Some of the most interesting outdoor news this week originated south of the Oregon border. It seems that one family found out the hard way that eating the roe from a female cabezon, no matter how long it is cooked, is ill advised and they ended up being hospitalized.

According to Carrie Wilson, in her weekly column for the Western Outdoor News, she states that Milton Love, a researcher for the University of California at Santa Barbara believes that the blur-green color of the flesh in many cabezons, which disappears upon being cooked, is most likely due to copper-based compounds in the shellfish the cabezon consumes.

The key point to remember is that regarding cabezon, which become legal to keep in Oregon starting July 1st, eating their flesh is OK – and downright delicious, but eating the roe – no matter how much it is cooked is a No-No.
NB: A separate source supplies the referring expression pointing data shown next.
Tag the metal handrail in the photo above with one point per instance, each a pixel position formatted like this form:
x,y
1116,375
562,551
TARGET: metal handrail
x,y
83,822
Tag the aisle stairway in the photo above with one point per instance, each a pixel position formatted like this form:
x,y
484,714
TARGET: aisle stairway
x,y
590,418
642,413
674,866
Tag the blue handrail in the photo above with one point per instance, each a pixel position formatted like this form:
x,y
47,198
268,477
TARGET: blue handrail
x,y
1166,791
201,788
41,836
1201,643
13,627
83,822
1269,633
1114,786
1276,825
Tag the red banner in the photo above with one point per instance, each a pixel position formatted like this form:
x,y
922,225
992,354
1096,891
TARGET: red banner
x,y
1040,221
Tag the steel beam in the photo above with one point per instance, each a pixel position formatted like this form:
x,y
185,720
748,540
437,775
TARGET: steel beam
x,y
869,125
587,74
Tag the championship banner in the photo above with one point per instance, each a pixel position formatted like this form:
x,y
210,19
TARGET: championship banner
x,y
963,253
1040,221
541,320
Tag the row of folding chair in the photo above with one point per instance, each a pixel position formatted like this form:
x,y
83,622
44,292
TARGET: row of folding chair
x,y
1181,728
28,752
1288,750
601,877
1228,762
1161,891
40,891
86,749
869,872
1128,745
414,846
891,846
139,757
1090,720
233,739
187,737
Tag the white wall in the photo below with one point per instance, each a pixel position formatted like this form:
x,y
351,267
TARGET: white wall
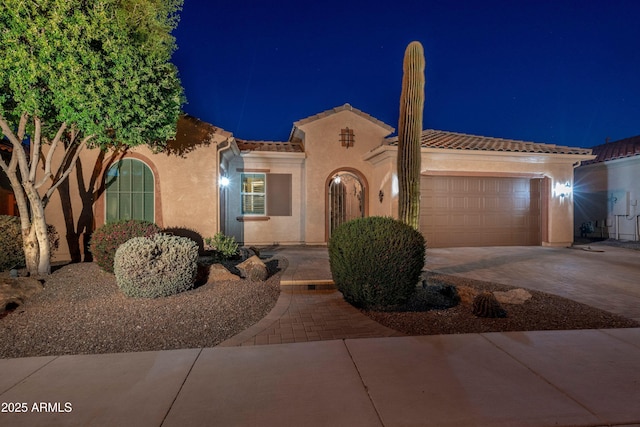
x,y
607,195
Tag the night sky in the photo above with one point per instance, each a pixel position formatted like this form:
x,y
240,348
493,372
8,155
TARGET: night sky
x,y
561,72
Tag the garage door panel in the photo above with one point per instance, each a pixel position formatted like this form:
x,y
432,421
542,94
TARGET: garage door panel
x,y
480,211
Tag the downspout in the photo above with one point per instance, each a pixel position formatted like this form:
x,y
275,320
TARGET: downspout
x,y
226,145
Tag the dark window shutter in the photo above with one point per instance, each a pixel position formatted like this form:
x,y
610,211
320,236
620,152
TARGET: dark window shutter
x,y
279,194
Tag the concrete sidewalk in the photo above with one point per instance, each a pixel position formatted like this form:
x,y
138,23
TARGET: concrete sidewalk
x,y
552,378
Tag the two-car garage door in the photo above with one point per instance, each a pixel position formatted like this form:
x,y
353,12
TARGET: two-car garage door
x,y
480,211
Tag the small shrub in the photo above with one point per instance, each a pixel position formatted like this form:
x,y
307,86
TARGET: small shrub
x,y
486,305
106,239
225,246
186,232
376,262
12,253
156,266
While browsing Dave Hudson’s incredibly informative facebook posts, I learned that the school board for a new high school in Utah rejected the students’ first choice for a team name because they felt that “cougars” might be offensive to some women.

The Humane Society of the United States (HSUS) and a number of other animal rights groups received a setback recently when Charity Navigator stripped their ratings and replaced them with a donor advisory warning. Charity Navigator is the nation’s largest and most utilized evaluator of charities and usually rates charities from one to four stars. A donor advisory means that serious concerns have been raised about the charity which prevents the issuance of a star rating. A possible reason for the concern is that HSUS recently received a heavy financial hit when Feld Entertainment, the operator of Ringling Brothers Circus recovered 15.75 million dollars in attorney fees from HSUS and their co-defendents.

As for Pyramid Lake in Nevada, the news just keeps getting better and better. The strains of Lahontan cutthroat trout now being stoced in the lake has resulted in the best fishing on the lake in decades with lots of the trout weighing 15 to 25 pounds – even more encouraging was the discovery by biologists that even though spawning conditions in the Truckee River near the lake are of marginal quality, some of the Lahontan cutts have successfully spawned.

The quality of the Pyramid Lake fishery has prompted some anglers to annoint the lake as the best lunker trout fishery in the west, while others claim it is the best lunker trout fishery in the world. What I find most encouraging, is that now that there is evidence of successful spawning – the fishing is probably going to get even better and maintaining this quality fishery in the future should be easier and less expensive.